Wikipedia doubling time

The English language version of Wikipedia had its one-millionth article on 8 March, and has just passed 1.1 million, 50 days later. That gives an implied doubling time of about a year. The doubling time seems to be fairly stable, since the 500 000 mark was reached in March 2005, and 250 000 in April 2004.

A straightforward extrapolation gives a billion articles in 2016. I’ll open this up for comments now, then give my own thoughts (taking advantage of yours, naturally).

Update over the fold

Lots of fun in the comments, here and at CT, and now I’ll try to be at least semiserious. If a trend can’t be sustained it won’t be. Or, if you prefer, exponential curve eventually become logistic. So, the real point is to work out the constraints on Wikipedia’s growth, and take a guess at what the endpoint of this process will look like.

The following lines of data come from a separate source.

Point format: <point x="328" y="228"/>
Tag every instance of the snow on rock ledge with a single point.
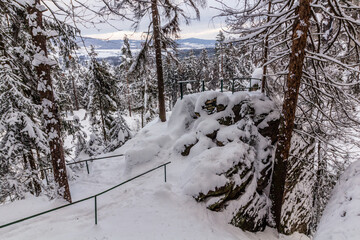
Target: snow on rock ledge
<point x="341" y="218"/>
<point x="227" y="140"/>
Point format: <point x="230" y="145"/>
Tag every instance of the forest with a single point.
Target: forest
<point x="262" y="131"/>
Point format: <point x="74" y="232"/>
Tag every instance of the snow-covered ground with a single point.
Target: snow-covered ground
<point x="341" y="218"/>
<point x="146" y="208"/>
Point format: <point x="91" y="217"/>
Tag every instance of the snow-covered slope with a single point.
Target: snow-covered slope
<point x="146" y="208"/>
<point x="341" y="218"/>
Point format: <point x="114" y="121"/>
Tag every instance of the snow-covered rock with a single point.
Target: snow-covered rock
<point x="227" y="141"/>
<point x="341" y="218"/>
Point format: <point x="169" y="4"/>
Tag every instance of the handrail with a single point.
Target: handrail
<point x="87" y="198"/>
<point x="84" y="160"/>
<point x="221" y="84"/>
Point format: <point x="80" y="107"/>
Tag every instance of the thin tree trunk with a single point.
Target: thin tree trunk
<point x="159" y="69"/>
<point x="299" y="38"/>
<point x="75" y="94"/>
<point x="266" y="53"/>
<point x="102" y="119"/>
<point x="128" y="94"/>
<point x="51" y="117"/>
<point x="37" y="187"/>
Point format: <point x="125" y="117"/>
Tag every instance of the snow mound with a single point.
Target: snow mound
<point x="227" y="144"/>
<point x="341" y="218"/>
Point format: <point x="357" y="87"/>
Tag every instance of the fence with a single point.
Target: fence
<point x="88" y="198"/>
<point x="242" y="88"/>
<point x="81" y="161"/>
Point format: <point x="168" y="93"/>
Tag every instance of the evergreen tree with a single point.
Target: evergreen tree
<point x="101" y="94"/>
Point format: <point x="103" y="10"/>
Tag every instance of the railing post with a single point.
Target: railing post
<point x="233" y="87"/>
<point x="95" y="210"/>
<point x="87" y="167"/>
<point x="181" y="90"/>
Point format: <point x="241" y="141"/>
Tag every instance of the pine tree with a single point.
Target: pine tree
<point x="101" y="94"/>
<point x="160" y="33"/>
<point x="42" y="64"/>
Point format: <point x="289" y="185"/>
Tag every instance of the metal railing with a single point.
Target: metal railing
<point x="81" y="161"/>
<point x="250" y="88"/>
<point x="88" y="198"/>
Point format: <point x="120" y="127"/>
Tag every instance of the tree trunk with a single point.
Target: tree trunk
<point x="37" y="187"/>
<point x="128" y="94"/>
<point x="51" y="117"/>
<point x="299" y="38"/>
<point x="266" y="53"/>
<point x="159" y="69"/>
<point x="75" y="94"/>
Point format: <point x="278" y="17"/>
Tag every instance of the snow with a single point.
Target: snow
<point x="341" y="218"/>
<point x="147" y="208"/>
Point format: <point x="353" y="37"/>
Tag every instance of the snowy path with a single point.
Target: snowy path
<point x="146" y="208"/>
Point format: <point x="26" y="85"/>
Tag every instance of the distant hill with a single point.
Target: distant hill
<point x="188" y="43"/>
<point x="109" y="50"/>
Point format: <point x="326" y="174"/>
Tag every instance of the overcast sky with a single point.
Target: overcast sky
<point x="206" y="28"/>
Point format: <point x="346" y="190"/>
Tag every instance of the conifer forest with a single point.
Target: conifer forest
<point x="180" y="119"/>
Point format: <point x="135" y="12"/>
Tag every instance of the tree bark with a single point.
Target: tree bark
<point x="75" y="94"/>
<point x="159" y="69"/>
<point x="297" y="56"/>
<point x="266" y="53"/>
<point x="51" y="119"/>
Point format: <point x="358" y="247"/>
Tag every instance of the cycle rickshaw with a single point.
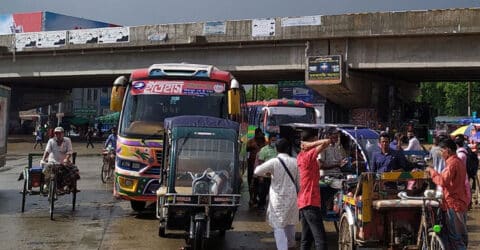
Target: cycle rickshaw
<point x="200" y="181"/>
<point x="375" y="215"/>
<point x="359" y="144"/>
<point x="34" y="180"/>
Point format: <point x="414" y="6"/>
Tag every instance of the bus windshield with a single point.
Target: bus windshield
<point x="283" y="115"/>
<point x="143" y="115"/>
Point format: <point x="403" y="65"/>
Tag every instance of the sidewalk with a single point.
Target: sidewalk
<point x="22" y="145"/>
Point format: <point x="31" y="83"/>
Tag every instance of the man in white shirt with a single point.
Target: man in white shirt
<point x="282" y="211"/>
<point x="59" y="151"/>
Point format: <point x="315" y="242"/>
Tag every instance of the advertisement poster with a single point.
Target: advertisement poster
<point x="55" y="21"/>
<point x="298" y="91"/>
<point x="324" y="69"/>
<point x="51" y="39"/>
<point x="301" y="21"/>
<point x="21" y="22"/>
<point x="26" y="40"/>
<point x="114" y="35"/>
<point x="263" y="27"/>
<point x="83" y="36"/>
<point x="214" y="28"/>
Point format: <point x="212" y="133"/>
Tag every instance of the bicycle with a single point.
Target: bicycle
<point x="428" y="233"/>
<point x="108" y="165"/>
<point x="35" y="180"/>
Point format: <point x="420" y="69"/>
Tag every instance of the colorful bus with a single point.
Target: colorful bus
<point x="269" y="115"/>
<point x="150" y="96"/>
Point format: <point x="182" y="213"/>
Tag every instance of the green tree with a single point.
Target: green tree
<point x="263" y="93"/>
<point x="450" y="98"/>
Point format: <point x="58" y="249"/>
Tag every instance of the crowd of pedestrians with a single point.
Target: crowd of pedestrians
<point x="293" y="183"/>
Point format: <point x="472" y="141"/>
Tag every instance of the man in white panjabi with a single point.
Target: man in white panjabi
<point x="282" y="211"/>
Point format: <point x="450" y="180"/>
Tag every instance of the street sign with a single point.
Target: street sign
<point x="324" y="69"/>
<point x="85" y="111"/>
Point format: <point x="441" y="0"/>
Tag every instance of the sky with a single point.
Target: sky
<point x="145" y="12"/>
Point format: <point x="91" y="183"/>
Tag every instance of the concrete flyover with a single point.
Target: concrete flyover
<point x="383" y="53"/>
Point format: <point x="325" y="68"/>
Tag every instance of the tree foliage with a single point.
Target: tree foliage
<point x="263" y="93"/>
<point x="450" y="98"/>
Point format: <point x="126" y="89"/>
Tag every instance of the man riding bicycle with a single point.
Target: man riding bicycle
<point x="59" y="151"/>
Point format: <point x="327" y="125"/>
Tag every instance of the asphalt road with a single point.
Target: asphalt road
<point x="102" y="222"/>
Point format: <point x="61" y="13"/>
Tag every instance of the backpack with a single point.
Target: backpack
<point x="472" y="163"/>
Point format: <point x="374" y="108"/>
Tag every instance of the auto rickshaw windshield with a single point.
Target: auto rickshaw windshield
<point x="196" y="155"/>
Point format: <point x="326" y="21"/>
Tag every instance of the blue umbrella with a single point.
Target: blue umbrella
<point x="476" y="137"/>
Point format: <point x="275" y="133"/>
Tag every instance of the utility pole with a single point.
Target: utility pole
<point x="469" y="97"/>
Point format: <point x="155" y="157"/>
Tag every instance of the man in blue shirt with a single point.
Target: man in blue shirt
<point x="112" y="139"/>
<point x="387" y="159"/>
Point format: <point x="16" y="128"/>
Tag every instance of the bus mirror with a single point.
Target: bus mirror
<point x="233" y="102"/>
<point x="120" y="81"/>
<point x="116" y="98"/>
<point x="118" y="91"/>
<point x="234" y="84"/>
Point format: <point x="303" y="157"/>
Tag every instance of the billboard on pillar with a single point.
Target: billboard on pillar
<point x="324" y="70"/>
<point x="45" y="21"/>
<point x="20" y="22"/>
<point x="55" y="21"/>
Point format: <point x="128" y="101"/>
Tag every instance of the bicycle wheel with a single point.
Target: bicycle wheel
<point x="52" y="193"/>
<point x="105" y="171"/>
<point x="345" y="239"/>
<point x="436" y="242"/>
<point x="74" y="195"/>
<point x="24" y="193"/>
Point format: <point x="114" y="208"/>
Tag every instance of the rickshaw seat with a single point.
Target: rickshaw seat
<point x="402" y="203"/>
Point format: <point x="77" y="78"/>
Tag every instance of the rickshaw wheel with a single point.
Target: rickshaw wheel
<point x="436" y="242"/>
<point x="24" y="194"/>
<point x="51" y="196"/>
<point x="199" y="241"/>
<point x="105" y="171"/>
<point x="137" y="206"/>
<point x="345" y="238"/>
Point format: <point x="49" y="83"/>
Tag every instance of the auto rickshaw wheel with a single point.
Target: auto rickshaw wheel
<point x="137" y="206"/>
<point x="345" y="238"/>
<point x="199" y="240"/>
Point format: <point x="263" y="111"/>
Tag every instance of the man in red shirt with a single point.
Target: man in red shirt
<point x="309" y="194"/>
<point x="455" y="201"/>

It’s a pretty safe bet that the current phase of rapid growth will take Wikipedia to 10 million articles, if not within the 3.5 years implied by the recent exponential trend. There’s no shortage of topics, plenty of room for growth in the number of contributors, and no obvious problem handling such an expansion within the current software and scheme of social organization. The result would be a general reference system that would be better for that purpose than anything that’s been seen previously. Among other things, such a system would replace Google for many purposes (though not the ones that make most of Google’s money).

Going beyond that to 100 million articles would imply some radical changes. As far as content is concerned, something on this scale would compete across the board with specialist reference works like national dictionaries of biography, the Palgrave dictonary of economics and so on. An obvious way to approach this goal would be to subsume a number of existing projects, as was done with the 1911 Britannica, and the gazetteer entries on US towns. But that would certainly require both new organizational and licensing arrangements, and probably a more complex architecture than would exist at present. More importantly, it’s hard to see something on this scale functioning without a substantial number of full-time paid staff. On this scale, Wikipedia coverage of current events would also be directly competitive with the mainstream media.

Another order of ten multiplication and Wikipedia would be comparable in size with the Internet as a whole (the visible Internet currently has about 10 billion articles). As Joel Turnipseed pointed out in comments, the obvious analogy is with Borges’ map, which was on the same scale as the country it described. Extrapolations to this point and beyond are fun, but probably best left to science fiction.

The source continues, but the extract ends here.